To begin with, have the various consequences of this policy really been examined? For instance, how people’s behavior is likely to change if such a law is passed. Will people use more cardboard, glass or other materials that turn out to have more of a negative environmental impact? Will people drink less water, leading to more health problems and higher health care costs? Will people feel increasingly harassed and controlled by a busy-body nanny government? I don’t think the politicians who may be contemplating yet another ban necessarily know the answer to these questions.
But these are not the most serious problems with bans on consensual human behavior. The most horrible and least appreciated aspect of such bans are the nature of the law itself. Whenever something becomes “The Law,” what it means is that government agents are authorized to use lethal force against people to make them obey. Is selling plastic water bottles so serious a crime that the city government should kill people over it? I don’t think so.
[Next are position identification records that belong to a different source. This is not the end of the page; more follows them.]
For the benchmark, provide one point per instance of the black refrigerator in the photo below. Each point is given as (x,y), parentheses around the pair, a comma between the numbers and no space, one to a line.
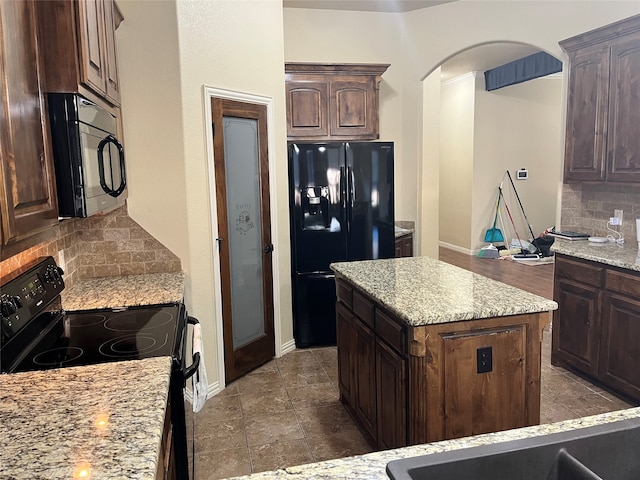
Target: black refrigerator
(341,209)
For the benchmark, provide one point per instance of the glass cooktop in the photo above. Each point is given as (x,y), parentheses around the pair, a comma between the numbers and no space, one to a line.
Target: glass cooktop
(99,336)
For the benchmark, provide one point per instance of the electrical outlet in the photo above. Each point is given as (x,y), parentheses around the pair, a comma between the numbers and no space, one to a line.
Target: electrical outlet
(618,215)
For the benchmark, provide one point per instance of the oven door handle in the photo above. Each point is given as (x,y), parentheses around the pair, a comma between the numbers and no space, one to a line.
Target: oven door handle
(191,369)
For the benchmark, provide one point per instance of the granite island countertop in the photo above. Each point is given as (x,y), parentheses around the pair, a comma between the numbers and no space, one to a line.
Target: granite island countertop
(124,291)
(104,420)
(425,291)
(623,255)
(372,466)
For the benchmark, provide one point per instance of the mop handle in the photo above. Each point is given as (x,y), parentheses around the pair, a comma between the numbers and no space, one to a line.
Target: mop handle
(511,218)
(521,207)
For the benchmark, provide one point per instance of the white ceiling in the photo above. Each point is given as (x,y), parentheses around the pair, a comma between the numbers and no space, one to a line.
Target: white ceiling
(476,59)
(365,5)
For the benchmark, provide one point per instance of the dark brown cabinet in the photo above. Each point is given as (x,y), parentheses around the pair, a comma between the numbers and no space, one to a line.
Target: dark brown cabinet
(27,183)
(332,101)
(404,246)
(78,39)
(597,323)
(409,385)
(576,323)
(603,105)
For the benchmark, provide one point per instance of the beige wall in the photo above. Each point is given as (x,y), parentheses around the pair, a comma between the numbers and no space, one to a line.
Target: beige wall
(457,161)
(519,126)
(169,51)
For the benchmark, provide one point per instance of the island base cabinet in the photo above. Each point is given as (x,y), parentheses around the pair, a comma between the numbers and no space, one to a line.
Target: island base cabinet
(477,382)
(410,385)
(391,396)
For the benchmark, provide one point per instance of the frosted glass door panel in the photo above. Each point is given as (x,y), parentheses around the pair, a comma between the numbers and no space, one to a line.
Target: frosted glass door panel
(245,243)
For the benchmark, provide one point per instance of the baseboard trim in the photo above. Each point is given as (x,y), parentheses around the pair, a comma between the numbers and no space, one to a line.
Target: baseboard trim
(289,346)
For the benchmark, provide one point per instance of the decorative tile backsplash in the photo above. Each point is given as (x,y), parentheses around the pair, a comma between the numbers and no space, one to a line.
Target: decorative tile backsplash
(587,208)
(100,246)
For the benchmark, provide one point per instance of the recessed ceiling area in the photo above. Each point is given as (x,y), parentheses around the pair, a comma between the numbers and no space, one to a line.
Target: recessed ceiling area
(397,6)
(484,57)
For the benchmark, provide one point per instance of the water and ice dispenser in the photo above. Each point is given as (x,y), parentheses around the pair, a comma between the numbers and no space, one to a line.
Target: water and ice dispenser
(315,206)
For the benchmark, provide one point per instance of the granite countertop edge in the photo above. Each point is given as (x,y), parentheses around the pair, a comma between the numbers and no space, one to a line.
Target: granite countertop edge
(124,291)
(106,420)
(424,291)
(624,255)
(372,466)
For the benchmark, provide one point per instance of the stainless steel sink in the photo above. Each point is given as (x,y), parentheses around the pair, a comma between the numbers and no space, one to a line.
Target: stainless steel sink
(609,452)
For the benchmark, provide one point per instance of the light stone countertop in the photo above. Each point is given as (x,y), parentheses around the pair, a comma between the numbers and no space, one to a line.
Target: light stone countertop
(425,291)
(106,419)
(618,255)
(124,291)
(372,466)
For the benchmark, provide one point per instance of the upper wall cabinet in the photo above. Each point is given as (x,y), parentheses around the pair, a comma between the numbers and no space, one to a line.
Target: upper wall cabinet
(28,201)
(78,41)
(332,101)
(603,107)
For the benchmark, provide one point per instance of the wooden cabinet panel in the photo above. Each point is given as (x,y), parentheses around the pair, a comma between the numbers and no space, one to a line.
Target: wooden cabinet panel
(365,377)
(620,359)
(624,112)
(576,325)
(476,402)
(328,102)
(27,185)
(307,109)
(587,107)
(603,104)
(391,397)
(78,41)
(344,340)
(595,328)
(404,246)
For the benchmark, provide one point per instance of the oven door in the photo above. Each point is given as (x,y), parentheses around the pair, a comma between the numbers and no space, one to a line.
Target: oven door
(179,375)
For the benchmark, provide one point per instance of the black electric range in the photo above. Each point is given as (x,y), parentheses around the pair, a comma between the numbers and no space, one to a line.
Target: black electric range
(36,334)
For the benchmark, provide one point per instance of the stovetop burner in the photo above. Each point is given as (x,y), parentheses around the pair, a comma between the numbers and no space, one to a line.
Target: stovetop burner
(84,338)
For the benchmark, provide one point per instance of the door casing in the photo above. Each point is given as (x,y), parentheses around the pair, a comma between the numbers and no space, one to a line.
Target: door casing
(208,94)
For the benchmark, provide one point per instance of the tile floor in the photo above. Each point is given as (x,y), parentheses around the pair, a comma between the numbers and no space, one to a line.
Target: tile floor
(288,412)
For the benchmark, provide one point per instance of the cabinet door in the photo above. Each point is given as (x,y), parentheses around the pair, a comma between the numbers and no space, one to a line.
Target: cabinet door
(27,187)
(353,109)
(620,349)
(307,105)
(391,397)
(112,82)
(576,325)
(587,115)
(345,344)
(476,401)
(92,44)
(365,377)
(623,141)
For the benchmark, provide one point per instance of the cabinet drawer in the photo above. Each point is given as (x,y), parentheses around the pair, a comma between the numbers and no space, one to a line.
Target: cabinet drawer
(623,283)
(344,292)
(363,308)
(589,273)
(391,331)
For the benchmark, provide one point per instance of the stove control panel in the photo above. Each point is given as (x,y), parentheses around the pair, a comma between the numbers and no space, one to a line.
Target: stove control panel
(26,293)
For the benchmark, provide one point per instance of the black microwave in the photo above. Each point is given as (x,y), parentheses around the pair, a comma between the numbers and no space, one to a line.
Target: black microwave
(88,157)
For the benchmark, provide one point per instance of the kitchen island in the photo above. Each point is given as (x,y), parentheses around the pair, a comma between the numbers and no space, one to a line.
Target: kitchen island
(101,421)
(428,351)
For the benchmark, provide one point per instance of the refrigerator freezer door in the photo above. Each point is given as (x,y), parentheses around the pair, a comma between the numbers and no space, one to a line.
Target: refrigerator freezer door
(370,208)
(318,229)
(314,308)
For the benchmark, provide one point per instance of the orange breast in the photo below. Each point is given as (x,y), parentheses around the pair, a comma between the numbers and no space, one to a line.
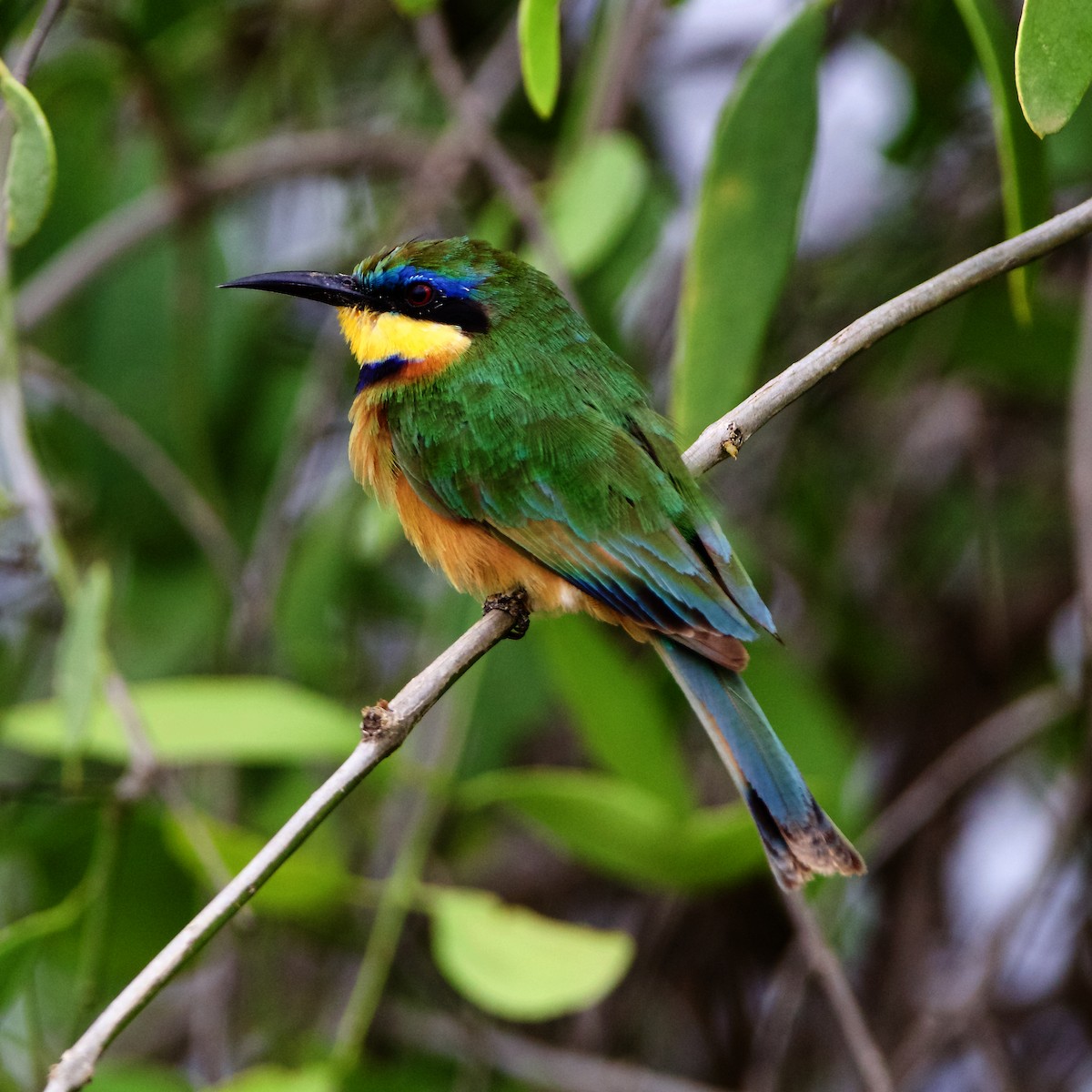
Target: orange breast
(470,557)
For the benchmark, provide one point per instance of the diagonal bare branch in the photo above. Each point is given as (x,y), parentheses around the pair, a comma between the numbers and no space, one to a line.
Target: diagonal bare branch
(828,969)
(386,727)
(268,161)
(147,457)
(724,437)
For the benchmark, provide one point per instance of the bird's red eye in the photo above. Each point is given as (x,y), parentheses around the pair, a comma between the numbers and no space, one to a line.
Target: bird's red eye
(420,294)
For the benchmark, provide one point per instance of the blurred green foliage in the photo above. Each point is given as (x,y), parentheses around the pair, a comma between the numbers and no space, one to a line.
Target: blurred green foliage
(907,524)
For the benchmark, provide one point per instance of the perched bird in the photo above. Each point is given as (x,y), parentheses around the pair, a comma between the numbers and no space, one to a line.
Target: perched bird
(521,453)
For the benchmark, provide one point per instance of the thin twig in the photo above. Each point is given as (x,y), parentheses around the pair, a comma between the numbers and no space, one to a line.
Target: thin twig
(385,729)
(1080,475)
(986,743)
(47,16)
(126,437)
(508,176)
(258,164)
(413,817)
(76,1065)
(726,436)
(774,1035)
(828,969)
(525,1059)
(450,157)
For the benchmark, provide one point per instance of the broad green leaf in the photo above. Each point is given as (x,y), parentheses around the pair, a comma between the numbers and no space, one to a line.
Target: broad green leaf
(620,713)
(595,199)
(314,1078)
(540,32)
(516,964)
(1020,156)
(1054,60)
(311,883)
(263,721)
(622,830)
(137,1077)
(79,669)
(32,162)
(748,213)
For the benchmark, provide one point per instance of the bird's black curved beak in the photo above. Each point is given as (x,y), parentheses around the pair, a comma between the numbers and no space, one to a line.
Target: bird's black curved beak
(339,289)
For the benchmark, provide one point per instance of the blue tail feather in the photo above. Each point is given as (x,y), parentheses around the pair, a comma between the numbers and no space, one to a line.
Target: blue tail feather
(797,834)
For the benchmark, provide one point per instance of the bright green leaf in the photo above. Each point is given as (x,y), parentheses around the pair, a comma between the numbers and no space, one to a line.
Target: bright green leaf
(32,163)
(311,883)
(625,831)
(315,1078)
(620,713)
(595,199)
(130,1076)
(79,667)
(1020,156)
(1054,60)
(519,966)
(415,8)
(540,32)
(262,721)
(748,214)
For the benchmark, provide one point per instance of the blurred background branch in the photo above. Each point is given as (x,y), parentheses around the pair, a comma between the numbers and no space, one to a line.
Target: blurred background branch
(917,524)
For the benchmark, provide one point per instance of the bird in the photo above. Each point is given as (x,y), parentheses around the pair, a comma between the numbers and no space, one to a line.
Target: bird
(525,461)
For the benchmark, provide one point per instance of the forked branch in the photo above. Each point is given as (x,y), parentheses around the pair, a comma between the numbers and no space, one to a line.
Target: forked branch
(387,726)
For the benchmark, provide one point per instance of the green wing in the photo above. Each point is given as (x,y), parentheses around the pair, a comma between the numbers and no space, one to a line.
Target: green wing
(561,456)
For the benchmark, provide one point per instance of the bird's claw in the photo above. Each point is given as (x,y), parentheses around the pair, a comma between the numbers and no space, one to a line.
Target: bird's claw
(514,604)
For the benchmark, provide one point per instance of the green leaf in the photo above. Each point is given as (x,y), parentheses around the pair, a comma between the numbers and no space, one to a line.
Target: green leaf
(310,884)
(262,721)
(625,831)
(519,966)
(79,667)
(32,162)
(137,1077)
(314,1078)
(540,32)
(415,8)
(620,713)
(1020,156)
(748,214)
(595,199)
(1054,60)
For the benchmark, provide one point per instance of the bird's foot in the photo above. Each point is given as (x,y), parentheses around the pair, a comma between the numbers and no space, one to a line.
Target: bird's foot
(514,604)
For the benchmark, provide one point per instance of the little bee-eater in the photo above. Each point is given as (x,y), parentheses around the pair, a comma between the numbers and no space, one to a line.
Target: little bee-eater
(521,453)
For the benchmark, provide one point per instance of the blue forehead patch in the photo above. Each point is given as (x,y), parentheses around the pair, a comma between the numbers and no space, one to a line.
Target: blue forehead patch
(451,287)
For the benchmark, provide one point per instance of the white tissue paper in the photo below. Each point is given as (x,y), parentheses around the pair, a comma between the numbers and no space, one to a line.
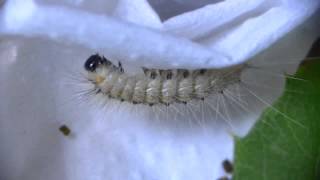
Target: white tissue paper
(45,42)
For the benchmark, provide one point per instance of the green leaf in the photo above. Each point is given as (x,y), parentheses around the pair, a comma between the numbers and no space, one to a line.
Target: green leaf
(286,148)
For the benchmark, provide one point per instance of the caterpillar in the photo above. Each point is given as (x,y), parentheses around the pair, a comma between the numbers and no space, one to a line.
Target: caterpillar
(158,86)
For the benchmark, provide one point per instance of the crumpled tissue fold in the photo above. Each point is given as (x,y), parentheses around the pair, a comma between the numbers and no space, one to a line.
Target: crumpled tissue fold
(42,40)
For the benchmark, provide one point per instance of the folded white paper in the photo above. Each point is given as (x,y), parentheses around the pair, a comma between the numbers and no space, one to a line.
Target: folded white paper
(42,42)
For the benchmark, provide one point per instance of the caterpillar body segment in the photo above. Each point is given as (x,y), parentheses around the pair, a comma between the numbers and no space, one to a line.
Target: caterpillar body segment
(158,86)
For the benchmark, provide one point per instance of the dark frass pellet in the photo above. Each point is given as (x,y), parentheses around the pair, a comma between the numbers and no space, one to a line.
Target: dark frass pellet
(65,130)
(227,166)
So let’s not make it a law. Better to rely on the power of persuasion, or give people tax breaks for not selling them, or lower taxes on other types of beverages, etc. Something noncoercive.
Libertarian Party of San Francisco
? National parks
I had the privilege of attending U.S. Rep. Nancy Pelosi’s annual New Year’s party, which was held this year at the Golden Gate Club at the Presidio.
I expected to see a moldy building with mushrooms growing on its roof. Instead, I was astonished at the tremendous progress that the Presidio Trust has made in turning around the old Army base.
The waterfront area, Crissy Field, is a masterpiece of natural dunes, landscaping and plant life. The rebuilt Doyle Drive, removing the unsightly elevated structure that had been there, opens up the Presidio to water vistas and more peace and quiet. Adaptive reuse has allowed historic buildings to be occupied by moderate-income renters, nonprofits, environmental organizations and a host of other groups proudly representing San Francisco values.
It is quite an achievement for a national park.
The Presidio isn’t a tourist trap. It isn’t the site of burned buildings, murders or burglaries. Piles of trash don’t line the streets. All thanks to the foresight of House Minority Leader Pelosi, Phil Burton and a host of other concerned citizens interested in preserving urban land for national parks.